Le chercheur qui se lance sur la piste des Templiers peut, très légitimement, se sentir paralysé par son audace tant le sujet a fait et continue à faire couler des flots d'encre, charriant le pire (trop souvent) mais aussi le meilleur. Disons dès l'abord que le travail de L-C Gautier appartient, à l'évidence, à cette seconde catégorie.
Depuis la publication de ses divers travaux - je pense, entre autres, à sa belle étude sur "Les Templiers en Creuse", L-C Gautier a fait la démonstration qu'il appartient pleinement à la corporation des vrais chercheurs - ceux qui méritent le nom d'historiens. Il le prouve une fois de plus dans le livre que vous allez lire. En ayant, tout d'abord, le souci d'éclairer son propos par un rappel synthétique de l'histoire du Temple, avant de se lancer sur les traces laissées par la milice des "pauvres chevaliers" sur le territoire de l'Allier. Et là les choses sérieuses commencent : il faut puiser dans les sources, confronter leurs informations avec les données cartographiques puis, sur le terrain, savoir trier les données de la toponymie, de l'archéologie et des témoignages oraux, tout en utilisant à bon escient les apports, plus ou moins anciens, d'érudits locaux. Toujours avec ce regard critique qui fait l'historien digne de ce nom. Car le matériau réuni par l'enquêteur doit être passé ensuite au crible des vérifications, recoupements, confrontations d'hypothèses, études comparées... Avec - mais c'est aussi cette prudence qui révèle l'historien - parfois la nécessité, au bout du chemin, d'avouer qu'on ne peut être sûr de rien, faute d'indices suffisants. Ce que le profane peut estimer frustrant mais que l'homme de métier sait être partie intégrante de son éthique. De même qu'il est nécessaire, pour toucher du doigt les réalités, de prendre comme champ d'étude un cadre géographique bien délimité : c'est en se penchant sur le territoire d'un département, comme le fait L-C Gautier, que l'on peut espérer compléter, pièce à pièce, ce puzzle ambitieux qui sera peut-être, un jour, une histoire totale de l'ordre du Temple. L-C Gautier apporte donc sa pierre au grand édifice et s'inscrit ainsi dans la tradition des bâtisseurs de cathédrales.
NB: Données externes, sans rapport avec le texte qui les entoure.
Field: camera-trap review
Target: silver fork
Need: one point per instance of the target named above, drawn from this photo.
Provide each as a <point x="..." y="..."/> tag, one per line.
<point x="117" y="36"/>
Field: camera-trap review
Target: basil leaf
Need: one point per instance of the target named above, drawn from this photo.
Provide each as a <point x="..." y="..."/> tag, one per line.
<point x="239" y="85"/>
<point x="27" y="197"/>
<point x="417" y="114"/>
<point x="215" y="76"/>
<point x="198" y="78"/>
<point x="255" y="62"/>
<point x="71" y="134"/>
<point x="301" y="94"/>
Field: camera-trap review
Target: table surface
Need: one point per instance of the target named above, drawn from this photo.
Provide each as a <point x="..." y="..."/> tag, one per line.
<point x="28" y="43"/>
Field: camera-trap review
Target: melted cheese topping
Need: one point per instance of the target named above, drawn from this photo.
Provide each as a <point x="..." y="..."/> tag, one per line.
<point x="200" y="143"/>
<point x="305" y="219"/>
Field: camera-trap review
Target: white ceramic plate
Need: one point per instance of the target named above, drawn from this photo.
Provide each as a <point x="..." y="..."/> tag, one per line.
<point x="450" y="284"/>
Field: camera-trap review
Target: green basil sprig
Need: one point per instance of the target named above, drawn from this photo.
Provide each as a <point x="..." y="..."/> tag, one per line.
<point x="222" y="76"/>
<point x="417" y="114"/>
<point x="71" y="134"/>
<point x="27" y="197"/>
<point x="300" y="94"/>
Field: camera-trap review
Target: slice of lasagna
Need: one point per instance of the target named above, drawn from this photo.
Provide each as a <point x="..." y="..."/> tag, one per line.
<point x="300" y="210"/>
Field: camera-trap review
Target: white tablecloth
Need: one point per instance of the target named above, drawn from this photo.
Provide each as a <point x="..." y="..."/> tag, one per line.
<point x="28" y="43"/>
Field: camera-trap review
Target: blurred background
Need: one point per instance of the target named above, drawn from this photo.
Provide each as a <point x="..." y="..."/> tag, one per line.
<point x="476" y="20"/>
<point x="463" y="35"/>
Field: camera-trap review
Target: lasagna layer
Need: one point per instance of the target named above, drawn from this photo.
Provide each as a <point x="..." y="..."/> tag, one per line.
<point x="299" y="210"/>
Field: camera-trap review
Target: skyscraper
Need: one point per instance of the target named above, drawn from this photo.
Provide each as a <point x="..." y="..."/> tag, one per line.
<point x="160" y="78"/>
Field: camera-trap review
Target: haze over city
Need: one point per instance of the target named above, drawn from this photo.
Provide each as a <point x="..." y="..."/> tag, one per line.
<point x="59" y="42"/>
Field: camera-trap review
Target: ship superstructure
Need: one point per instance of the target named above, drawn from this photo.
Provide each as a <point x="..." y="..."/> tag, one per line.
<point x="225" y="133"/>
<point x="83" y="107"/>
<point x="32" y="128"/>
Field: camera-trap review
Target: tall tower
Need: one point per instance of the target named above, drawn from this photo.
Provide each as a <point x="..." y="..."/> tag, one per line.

Et la Queste aboutit à identifier des hommes, des lieux et ce qui les relie : à travers les noms des Frères du Temple, à travers la présentation des maisons de l'ordre, L-C Gautier fait revivre ce tissu humain qu'avait su réaliser une institution totalement novatrice puisque prétendant unir la prière, le combat et le travail. Trois fonctions dont la complémentarité devait être source d'harmonie et de plénitude.
On comprend qu'une telle entreprise ait nourri, au fil des siècles, ce que L-C Gautier appelle le légendaire templier. Et qui est en lui-même un fait d'histoire. En effet implantations mythiques et traditions merveilleuses s'inscrivent dans ce qui est reconnu aujourd'hui, par l'histoire des mentalités, comme un territoire auquel doit s'intéresser l'historien et qui s'appelle l'imaginaire. Celui-ci permet de montrer, sur la longue durée, la persistance d'une image qui s'est inscrite durablement dans la mémoire collective : les chevaliers au blanc manteau frappé d'une croix de sang n'ont pas fini de nous faire rêver à un monde où l'honneur et la fidélité avaient un sens.
Louis-Christian Gautier est un historien et essayiste français. Sa carrière fut essentiellement dans la Fonction publique, en Métropole et Outre-mer, avec poursuite d'études supérieures au gré des affectations. En 1963 il fut admis à l'Ecole Spéciale Militaire de Saint-Cyr (concours Histoire-Géographie). En 1973 il obtient une maîtrise en Histoire médiévale (Université d'Amiens). En 1987 il est diplômé de l'Enseignement Militaire Supérieur Scientifique et Technique (Sciences de l'Homme, option Histoire). Fin des années quatre-vingt il se charge de traductions de textes d'anglais militaire au profit de la revue Troupes d'Elite. Début XXIème siècle, il collabore à la revue Aventures de l'Histoire (rédacteur et conseiller éditorial).